Rohan’s Status Report for 2/17

This week I spent time understanding how to improve the contact quality of the EEG headset. I set the headset up on myself and spent some time making adjustments, finally reaching 100% contact quality. I met with Justin, who is one of the piano players who Professor Dueck trains to teach him how to wear the headset and introduce him to the EmotivPRO software. I have also continued to research methods for detecting focus via EEG including training an SVM or CNN on EEG frequency bands delta, theta, and alpha which correspond closely to attention. We learned that EmotivPRO comes with detection of attention, interest, cognitive stress, and other brain states already in the form of a numerical performance metric. We are thinking of doing some further processing on these numbers to show a user a binary indicator of whether they are focused or not as well as providing the user with insight as to what factors are playing a role in their focus levels. My progress is on schedule, but I am waiting for purchase of the EmotivPRO subscription which will enable me to begin prototyping something with the EEG data from the headset which is currently blocking me. I will follow up with the ECE inventory/purchasing team to ensure that this does not become an issue given our schedule. In the next week, I hope to set up the EEG focus state data labeling system for Professor Dueck and begin researching/computing correlation metrics between various performance metrics.

Rohan’s Status Report for 2/10

This past week, I prepared and presented the proposal presentation. I acquired the Emotiv Insight headset from the ECE inventory and did some initial testing/investigation. I read research papers which studied attention using EEG data to get a better understanding of how to process the raw EEG data and what kinds of models people have had success working with in the past. I set up the headset on myself and got it connected to my laptop via bluetooth. At this point, I encountered some issues trying to get a high fidelity sensor connection to my head. I messed around with adjusting the headset on my head according to the specifications and applying saline solution to the sensor tips. Eventually, I was able to get the sensor contact quality to be steady in the 60-70% range. I also realized that we will need an EmotivPRO subscription to export any of the raw EEG data off the headset, so I filled out the order form and reached out to Quinn about how to go about getting the license.
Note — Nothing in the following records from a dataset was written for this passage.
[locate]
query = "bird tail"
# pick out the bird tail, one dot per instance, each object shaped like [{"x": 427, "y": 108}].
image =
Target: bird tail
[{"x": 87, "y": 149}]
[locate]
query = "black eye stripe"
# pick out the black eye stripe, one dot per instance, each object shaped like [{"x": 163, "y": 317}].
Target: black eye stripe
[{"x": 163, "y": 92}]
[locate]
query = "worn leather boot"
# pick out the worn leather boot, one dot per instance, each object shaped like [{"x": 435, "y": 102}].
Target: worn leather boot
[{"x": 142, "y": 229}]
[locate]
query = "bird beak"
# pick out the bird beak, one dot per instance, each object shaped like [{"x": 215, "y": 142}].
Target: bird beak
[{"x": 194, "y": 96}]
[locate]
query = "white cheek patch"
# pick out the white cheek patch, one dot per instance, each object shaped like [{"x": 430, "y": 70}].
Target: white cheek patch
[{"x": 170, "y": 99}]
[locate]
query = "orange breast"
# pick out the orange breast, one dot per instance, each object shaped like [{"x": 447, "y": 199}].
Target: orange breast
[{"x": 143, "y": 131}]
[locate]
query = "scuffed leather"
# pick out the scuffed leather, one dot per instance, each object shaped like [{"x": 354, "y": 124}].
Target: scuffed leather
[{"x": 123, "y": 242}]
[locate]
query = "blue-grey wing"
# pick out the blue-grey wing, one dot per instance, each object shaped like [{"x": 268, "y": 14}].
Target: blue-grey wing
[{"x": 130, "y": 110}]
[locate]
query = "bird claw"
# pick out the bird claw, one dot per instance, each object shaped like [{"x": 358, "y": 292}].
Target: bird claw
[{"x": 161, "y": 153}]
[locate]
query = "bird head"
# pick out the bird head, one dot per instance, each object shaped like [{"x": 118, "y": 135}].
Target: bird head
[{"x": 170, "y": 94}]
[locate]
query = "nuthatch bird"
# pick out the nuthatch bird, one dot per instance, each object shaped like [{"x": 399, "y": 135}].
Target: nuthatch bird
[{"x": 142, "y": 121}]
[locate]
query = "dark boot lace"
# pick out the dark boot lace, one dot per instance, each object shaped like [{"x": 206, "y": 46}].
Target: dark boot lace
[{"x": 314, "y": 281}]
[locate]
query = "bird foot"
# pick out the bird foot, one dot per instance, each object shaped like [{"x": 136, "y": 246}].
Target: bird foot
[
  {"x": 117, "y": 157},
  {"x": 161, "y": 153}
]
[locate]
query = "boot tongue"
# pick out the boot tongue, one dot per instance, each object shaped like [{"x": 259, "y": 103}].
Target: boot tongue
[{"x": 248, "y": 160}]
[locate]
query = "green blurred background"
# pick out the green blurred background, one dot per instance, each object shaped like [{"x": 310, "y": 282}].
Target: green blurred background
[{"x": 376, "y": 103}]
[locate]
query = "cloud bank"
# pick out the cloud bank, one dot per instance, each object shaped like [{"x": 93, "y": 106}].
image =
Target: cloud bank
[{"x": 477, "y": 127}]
My progress is on schedule. In the next week, I need to chat with Jean to get feedback as to how to improve our sensor contact quality or at least understand what range is acceptable for signal processing. I need to secure the EmotivPRO subscription so we can port the raw EEG data from the headset. At this point, I will work with Arnav to develop a training data labeling platform that Professor Dueck will use to label her students’ raw EEG data as focused, distracted, or neutral. Finally, with the EmotivPRO subscription, I can also start setting up some simple signal processing processes to preprocess and interpret the EEG data from the headset to detect focus levels.